MF assumes that your ROI/class/material of interest is spectrally unique and unusual, and that most image pixels are not. Therefore, if your ROI/class/material is plotted in n-dimensional space (either spectral space or MNF space, whichever you're using), and so are the image data, then you'll have a big cloud of image data representing the image (with mostly unremarkable mixed pixels) and your class/material/roi plotting somewhere outside of that. Trouble arises when you get another class/material/roi which plots in roughly the same direction as your first class/material/roi, but off to the side, further out, etc. Any pixels from that class/material/roi, *and any from the image containing the same material* will get a relatively high MF score for the first class/material/roi, too.
This is a bit easier to explain as a graphic illustration, so I've attached a quick free-hand drawing to help show what's happening. I've drawn it as an obivously extreme case, to make it easier to interpret, but hopefully it will help. Note that the pixel to be tested in that case would get an MF score of 1.0 for target A, and only a score of 0.8 for target B, even though it's right on top of B's vector. Target B itself would get a score of greater than one for the MF results of target A! Clearly this would be a problem.

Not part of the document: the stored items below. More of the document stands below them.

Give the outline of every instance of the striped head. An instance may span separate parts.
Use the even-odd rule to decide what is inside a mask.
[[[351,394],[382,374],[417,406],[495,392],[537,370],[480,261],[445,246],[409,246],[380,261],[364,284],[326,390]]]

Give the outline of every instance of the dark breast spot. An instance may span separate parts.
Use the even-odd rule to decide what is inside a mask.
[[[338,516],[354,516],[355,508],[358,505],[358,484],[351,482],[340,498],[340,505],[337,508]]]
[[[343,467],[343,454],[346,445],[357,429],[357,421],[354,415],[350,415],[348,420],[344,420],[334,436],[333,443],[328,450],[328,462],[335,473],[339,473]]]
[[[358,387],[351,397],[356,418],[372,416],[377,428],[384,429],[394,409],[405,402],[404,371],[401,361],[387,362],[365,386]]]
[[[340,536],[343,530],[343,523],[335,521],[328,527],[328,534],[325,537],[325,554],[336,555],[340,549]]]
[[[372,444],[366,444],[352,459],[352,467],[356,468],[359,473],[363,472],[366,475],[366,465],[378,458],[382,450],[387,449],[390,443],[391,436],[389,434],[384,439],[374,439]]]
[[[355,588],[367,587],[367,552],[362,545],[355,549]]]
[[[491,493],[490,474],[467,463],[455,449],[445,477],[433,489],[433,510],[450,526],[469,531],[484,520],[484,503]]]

MTMF solves this problem by adding another parameter. "Cones" are defined from the target through the variance (standard deviation) contours of the data set. Pixels now get not only a score of where they plot on the vector for a target, but they get an "infeasibility score" determined by which "cone" they fall into. In the case of our test pixel in the illustration, it would still have a 1.0 score for target A, but you can see it would have an extremely high infeasibility score (many, many sigma out for that cone!). However, it's 0.8 score for target B would be accompanied by an exceptionally low infeasibility score, adding real confidence to our assessment of what's in that pixel.
Now, the fun part comes in with ROC analysis. Target A in that case is your CIN2 roi/material/class. Target B is CIN1. ROC analysis in that case would tell you "Yes, CIN1 would get a really high score returned from MF results on CIN2, however, we know that the CIN1 region is *not* CIN2, so it's curve will be skewed by a higher probability of false alarm." And that's exactly what's in your charts: CIN1's curve gets pulled down and to the right of the CIN2 curve in the ROC plot. Again, I'm sorry about the length of this email. It's not a very brief topic, but I hope this helps! Do you think a tech tip on this topic might be useful for other users? If so, please do let me know. We try to put info of interest to our customers in there relatively frequently to keep the content 'fresh'. Thanks!